TAIPEI (Taiwan News) — The body of a Penghu County fisherman who went missing in July 2021 finally returned home last week from Japan thanks to the identification of a piece of metal inside his right leg.
After an unidentified body was found on a beach in Nagasaki Prefecture in Nov. 2021, an autopsy found the man had been dead for several months, and turned up an intramedullary nail used to address long-bone fractures inside his leg. The rod was made by Johnson & Johnson, but according to its serial number, it was only sold in China, India, South Korea, and Taiwan, the Liberty Times reported Wednesday (Nov. 23).
As a result, after a search in Japanese DNA databanks did not turn up any corresponding missing persons, police contacted their counterparts in South Korea, but to no avail.
In August, Japan sent over the results of its research to Taiwan’s Criminal Investigation Bureau (CIB).
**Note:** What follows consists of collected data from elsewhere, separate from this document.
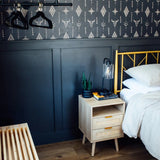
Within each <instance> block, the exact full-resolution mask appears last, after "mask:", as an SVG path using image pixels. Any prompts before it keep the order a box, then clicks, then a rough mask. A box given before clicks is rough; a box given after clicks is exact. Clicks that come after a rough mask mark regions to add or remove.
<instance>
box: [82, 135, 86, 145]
mask: <svg viewBox="0 0 160 160" xmlns="http://www.w3.org/2000/svg"><path fill="white" fill-rule="evenodd" d="M85 140H86V137H85V135H84V134H83V139H82V144H85Z"/></svg>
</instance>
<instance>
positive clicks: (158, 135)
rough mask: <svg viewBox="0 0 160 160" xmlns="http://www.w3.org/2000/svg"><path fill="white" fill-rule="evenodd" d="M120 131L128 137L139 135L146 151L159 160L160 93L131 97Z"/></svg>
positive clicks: (144, 94)
mask: <svg viewBox="0 0 160 160" xmlns="http://www.w3.org/2000/svg"><path fill="white" fill-rule="evenodd" d="M122 129H123V132H124V133H125V134H126V135H128V136H129V137H134V138H137V136H138V134H140V138H141V140H142V142H143V143H144V145H145V147H146V149H147V150H148V151H149V152H150V154H151V155H152V156H154V157H155V158H157V159H159V160H160V91H156V92H149V93H146V94H136V95H134V96H132V97H131V98H130V100H129V102H128V105H127V109H126V113H125V117H124V120H123V123H122Z"/></svg>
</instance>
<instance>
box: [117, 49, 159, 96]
mask: <svg viewBox="0 0 160 160" xmlns="http://www.w3.org/2000/svg"><path fill="white" fill-rule="evenodd" d="M159 53H160V50H156V51H138V52H137V51H135V52H120V53H119V52H118V50H116V55H115V73H114V94H117V93H119V92H120V91H121V90H122V82H123V76H124V74H123V73H124V71H125V70H126V69H127V68H126V67H125V66H124V65H125V64H124V56H128V57H129V59H130V60H131V61H132V63H133V64H132V67H135V66H139V65H141V64H148V60H149V55H152V57H153V58H154V59H155V60H156V63H159ZM137 55H144V56H143V58H142V59H140V60H139V59H138V63H137V62H136V58H137V57H136V56H137ZM120 57H121V64H120V68H121V69H120V72H121V73H120V86H118V80H119V79H118V78H119V76H118V71H119V69H118V67H119V66H118V62H119V59H120ZM136 63H137V64H136ZM118 88H119V89H118Z"/></svg>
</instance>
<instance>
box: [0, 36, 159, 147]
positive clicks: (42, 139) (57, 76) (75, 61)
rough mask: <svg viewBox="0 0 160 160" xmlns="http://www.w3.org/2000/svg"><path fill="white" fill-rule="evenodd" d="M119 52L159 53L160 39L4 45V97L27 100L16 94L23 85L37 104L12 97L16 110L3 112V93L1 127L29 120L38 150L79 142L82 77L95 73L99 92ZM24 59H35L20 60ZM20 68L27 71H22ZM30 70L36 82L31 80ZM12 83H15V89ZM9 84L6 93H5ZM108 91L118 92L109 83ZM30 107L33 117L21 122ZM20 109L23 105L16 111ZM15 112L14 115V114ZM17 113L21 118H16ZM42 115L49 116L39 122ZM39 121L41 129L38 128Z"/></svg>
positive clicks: (7, 41)
mask: <svg viewBox="0 0 160 160" xmlns="http://www.w3.org/2000/svg"><path fill="white" fill-rule="evenodd" d="M116 49H118V50H119V51H135V50H156V49H157V50H159V49H160V39H158V38H157V39H68V40H39V41H36V40H35V41H34V40H31V41H11V42H10V41H7V42H2V41H1V42H0V61H1V62H0V66H1V67H0V74H1V79H0V85H1V86H3V89H4V91H5V90H6V91H8V93H10V94H9V97H10V98H11V97H12V95H11V94H12V93H14V96H15V95H18V96H21V95H20V94H18V90H19V89H21V88H15V89H14V90H13V88H14V84H15V83H17V84H18V83H19V84H21V85H22V87H24V88H25V89H26V90H27V89H28V90H29V91H28V95H26V96H28V97H31V98H32V97H33V98H32V101H31V100H29V99H26V97H23V96H22V97H21V99H20V100H19V99H18V100H17V99H14V97H12V100H13V101H14V103H13V105H15V106H14V107H12V104H11V103H9V105H8V109H7V108H4V107H2V106H3V105H4V104H5V102H4V99H3V98H4V92H0V107H1V108H3V109H2V110H1V113H2V114H3V115H2V116H1V118H0V122H5V123H8V124H10V123H11V120H12V122H13V123H14V122H15V123H18V122H22V121H23V122H24V121H26V120H28V122H29V123H30V124H29V125H30V126H31V127H30V128H31V133H32V135H33V138H34V141H35V143H36V144H46V143H52V142H56V141H62V140H70V139H73V138H79V137H80V132H79V130H78V109H77V108H78V97H77V96H78V94H80V93H81V86H80V85H81V73H82V72H83V71H86V72H87V74H88V73H89V72H92V73H93V75H94V76H93V80H94V87H95V88H96V87H97V88H98V87H100V86H101V75H102V74H101V73H102V63H103V58H104V57H109V58H111V60H112V62H113V63H114V55H115V50H116ZM20 55H24V56H26V57H29V58H28V59H27V58H24V57H23V58H18V57H19V56H20ZM12 57H16V60H15V61H11V60H13V59H12ZM34 60H35V61H34ZM8 62H10V63H8ZM11 62H12V63H13V62H14V63H13V64H14V65H15V66H17V67H12V65H13V64H12V63H11ZM19 64H20V65H19ZM20 66H23V67H21V68H20ZM38 66H39V67H38ZM23 68H25V69H26V71H24V70H23ZM13 69H15V70H16V72H17V73H16V74H17V75H21V76H22V78H23V76H24V77H25V79H21V80H19V81H16V80H15V79H14V76H16V75H15V72H14V71H13ZM28 69H29V71H30V72H29V73H32V74H33V76H29V74H28ZM7 71H9V72H7ZM36 75H38V76H36ZM28 76H29V77H28ZM9 77H11V79H12V81H11V83H10V82H9V80H10V78H9ZM27 78H28V79H29V81H27ZM3 79H4V80H5V87H6V88H4V85H3V83H4V82H3ZM29 82H30V83H31V84H32V85H31V86H32V87H30V88H27V87H26V86H24V85H23V84H26V83H29ZM34 83H35V84H36V85H37V84H40V86H38V87H37V86H36V85H33V84H34ZM105 85H106V88H111V89H113V83H112V82H111V83H107V82H106V83H105ZM32 88H33V89H32ZM1 91H2V90H1ZM37 92H38V94H37V96H35V94H34V96H32V94H33V93H37ZM22 95H23V94H22ZM24 102H27V103H30V106H29V108H25V109H26V110H27V112H26V113H27V114H28V115H25V116H26V117H27V118H24V119H23V117H25V116H20V117H19V116H18V115H20V114H22V113H23V114H25V112H22V111H23V106H25V107H26V104H24V105H23V103H24ZM32 102H35V103H32ZM40 102H41V103H40ZM18 103H21V104H22V105H19V106H18V105H17V106H16V104H18ZM34 105H36V106H34ZM42 106H43V107H44V108H43V107H42ZM33 107H35V108H36V111H35V112H33ZM10 110H11V111H13V112H9V111H10ZM15 111H16V115H17V116H15V115H13V114H14V113H15ZM45 113H46V114H45ZM23 114H22V115H23ZM40 115H43V116H42V118H40V120H39V121H38V120H37V119H38V118H39V116H40ZM35 119H36V121H38V122H39V124H37V123H36V122H35ZM45 123H46V124H45ZM41 126H42V127H41Z"/></svg>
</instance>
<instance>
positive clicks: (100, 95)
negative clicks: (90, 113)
mask: <svg viewBox="0 0 160 160" xmlns="http://www.w3.org/2000/svg"><path fill="white" fill-rule="evenodd" d="M92 94H93V97H94V98H95V99H97V100H106V99H115V98H118V95H116V94H114V93H111V94H109V95H105V96H104V95H99V93H98V92H93V93H92Z"/></svg>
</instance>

After failing to find a DNA match, the CIB consulted the Institute of Forensic Medicine, which searched a list of missing persons. The institute found that a fisherman from Penghu named Chang (章), who had gone missing in 2021, also had an intramedullary nail inside his right leg.
Chang had left the island of Xiyu alone in his boat in the early morning of July 27, 2021, to go fishing. Around noon, another fishing trawler found his ship drifting without anyone on board. A Coast Guard search operation failed to find any sign of Chang, per the Liberty Times.
His relatives, who had provided DNA samples to the authorities shortly after he went missing, traveled to Japan and brought his body back to Penghu last week.